Now then, the question becomes how does this number impact property taxes? Well, if you look at the row above [where the arrow is pointed] titled 'Budget Guarantee', you will notice the number $86,648. (click right arrow above). The budget guarantee is funded solely through property taxes. We arrive at this number by subtracting the Regular Program District Cost without budget guarantee from the Regular Program District Cost with the budget guarantee: $4,641,423-$4,554,774=$86,648.

Last week you probably recall me stating that our actual budget growth for next year is expected to be around $45,390.73, or a .57% increase. We arrive at this number by simply subtracting last year's Regular Program District Cost with budget guarantee from this year's Regular Program District Cost with budget guarantee: $4,641,423-$4,595,467=$45,955.(click the right arrow above) Notice that we are currently not on the budget guarantee. Each year that a school district is on the budget guarantee, it is always calculated from the Regular Program District Cost without the budget guarantee from the prior fiscal year. As a result over time, school districts experience an erosion of funding as enrollment decreases.

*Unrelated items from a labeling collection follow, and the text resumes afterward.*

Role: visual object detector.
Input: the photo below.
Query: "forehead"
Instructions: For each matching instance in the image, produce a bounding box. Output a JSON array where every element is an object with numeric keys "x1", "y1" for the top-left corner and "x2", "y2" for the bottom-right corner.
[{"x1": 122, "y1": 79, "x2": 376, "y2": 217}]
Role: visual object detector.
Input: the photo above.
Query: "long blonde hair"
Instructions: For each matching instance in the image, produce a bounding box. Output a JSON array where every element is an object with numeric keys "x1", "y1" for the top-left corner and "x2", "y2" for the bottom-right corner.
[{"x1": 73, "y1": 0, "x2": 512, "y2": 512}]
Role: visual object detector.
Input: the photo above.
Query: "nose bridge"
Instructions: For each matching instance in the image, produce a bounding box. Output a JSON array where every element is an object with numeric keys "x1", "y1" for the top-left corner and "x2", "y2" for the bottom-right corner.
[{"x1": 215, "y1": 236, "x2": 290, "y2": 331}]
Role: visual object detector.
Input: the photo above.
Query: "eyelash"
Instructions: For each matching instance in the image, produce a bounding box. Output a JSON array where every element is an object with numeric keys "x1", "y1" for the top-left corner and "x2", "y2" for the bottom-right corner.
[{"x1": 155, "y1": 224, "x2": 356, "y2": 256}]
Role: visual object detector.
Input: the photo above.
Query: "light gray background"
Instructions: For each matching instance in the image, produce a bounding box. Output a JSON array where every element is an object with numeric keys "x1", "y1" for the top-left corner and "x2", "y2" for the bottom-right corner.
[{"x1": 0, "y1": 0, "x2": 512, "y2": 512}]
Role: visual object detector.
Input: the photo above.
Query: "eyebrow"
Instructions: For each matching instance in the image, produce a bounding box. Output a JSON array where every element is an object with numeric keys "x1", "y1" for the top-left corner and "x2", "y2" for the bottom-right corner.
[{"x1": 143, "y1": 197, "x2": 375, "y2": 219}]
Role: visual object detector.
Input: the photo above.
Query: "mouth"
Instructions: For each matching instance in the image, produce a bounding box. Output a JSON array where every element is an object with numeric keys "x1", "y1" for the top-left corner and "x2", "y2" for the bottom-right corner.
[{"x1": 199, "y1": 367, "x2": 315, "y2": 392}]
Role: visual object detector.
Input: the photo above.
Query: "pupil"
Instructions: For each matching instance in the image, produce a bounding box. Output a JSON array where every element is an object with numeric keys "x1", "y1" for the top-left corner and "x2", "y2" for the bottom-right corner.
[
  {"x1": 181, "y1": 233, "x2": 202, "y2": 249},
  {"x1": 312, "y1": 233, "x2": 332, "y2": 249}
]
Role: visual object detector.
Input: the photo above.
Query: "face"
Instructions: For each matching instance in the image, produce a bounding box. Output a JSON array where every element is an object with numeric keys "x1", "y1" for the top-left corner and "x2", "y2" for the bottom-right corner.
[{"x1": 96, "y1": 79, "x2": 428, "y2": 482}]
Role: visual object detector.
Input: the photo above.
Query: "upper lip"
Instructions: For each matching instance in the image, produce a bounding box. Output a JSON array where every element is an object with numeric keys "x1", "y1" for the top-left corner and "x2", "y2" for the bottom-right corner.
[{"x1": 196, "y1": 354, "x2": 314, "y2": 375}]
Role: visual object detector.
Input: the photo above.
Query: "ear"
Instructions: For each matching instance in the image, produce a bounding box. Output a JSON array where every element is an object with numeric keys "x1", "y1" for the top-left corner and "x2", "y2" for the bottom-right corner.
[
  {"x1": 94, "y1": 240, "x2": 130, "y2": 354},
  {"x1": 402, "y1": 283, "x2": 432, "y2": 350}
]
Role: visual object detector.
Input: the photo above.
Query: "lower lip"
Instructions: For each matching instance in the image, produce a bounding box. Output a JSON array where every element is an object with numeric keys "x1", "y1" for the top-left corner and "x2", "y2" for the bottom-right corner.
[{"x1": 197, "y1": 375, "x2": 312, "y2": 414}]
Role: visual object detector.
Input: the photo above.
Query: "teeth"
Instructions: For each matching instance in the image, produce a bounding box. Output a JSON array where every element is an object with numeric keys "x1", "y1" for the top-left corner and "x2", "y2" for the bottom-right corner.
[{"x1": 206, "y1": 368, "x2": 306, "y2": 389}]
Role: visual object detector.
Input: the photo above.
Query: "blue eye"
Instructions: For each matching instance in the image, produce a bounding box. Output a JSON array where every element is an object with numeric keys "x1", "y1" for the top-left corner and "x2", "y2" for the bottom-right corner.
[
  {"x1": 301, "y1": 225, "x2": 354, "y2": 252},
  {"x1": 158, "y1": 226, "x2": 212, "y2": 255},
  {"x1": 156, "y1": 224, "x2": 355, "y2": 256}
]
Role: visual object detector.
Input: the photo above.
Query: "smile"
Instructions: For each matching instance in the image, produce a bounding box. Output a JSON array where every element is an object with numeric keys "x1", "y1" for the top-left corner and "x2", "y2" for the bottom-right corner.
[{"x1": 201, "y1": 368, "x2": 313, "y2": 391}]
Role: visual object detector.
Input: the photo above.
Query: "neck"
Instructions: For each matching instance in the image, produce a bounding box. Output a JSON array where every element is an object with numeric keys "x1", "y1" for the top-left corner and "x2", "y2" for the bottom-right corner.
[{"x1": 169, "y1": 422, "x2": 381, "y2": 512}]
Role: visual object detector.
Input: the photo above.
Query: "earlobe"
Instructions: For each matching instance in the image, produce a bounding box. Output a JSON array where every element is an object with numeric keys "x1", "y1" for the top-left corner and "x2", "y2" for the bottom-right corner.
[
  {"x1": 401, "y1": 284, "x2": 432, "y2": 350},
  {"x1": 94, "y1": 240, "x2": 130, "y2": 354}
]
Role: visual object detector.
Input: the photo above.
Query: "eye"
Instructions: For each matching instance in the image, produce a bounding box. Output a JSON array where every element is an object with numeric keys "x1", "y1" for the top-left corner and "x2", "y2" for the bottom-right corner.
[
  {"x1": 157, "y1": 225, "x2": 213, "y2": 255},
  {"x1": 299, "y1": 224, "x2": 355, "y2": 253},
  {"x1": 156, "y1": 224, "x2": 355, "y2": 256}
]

You may also recall last week I shared that as supplemental state aid increases, tax rates decrease. This is because as supplemental state aid is added to the mix, the amount of property tax reliance falls. As you click the right arrow above, notice on the next slide that as the amount of state supplemental aid is increased, the budget guarantee amount decreases. As a result of that, the property tax decreases. It is not until the Supplemental State Aid is 4% the district is no longer on the budget guarantee, and thus citizens are subject to a greater property tax burden.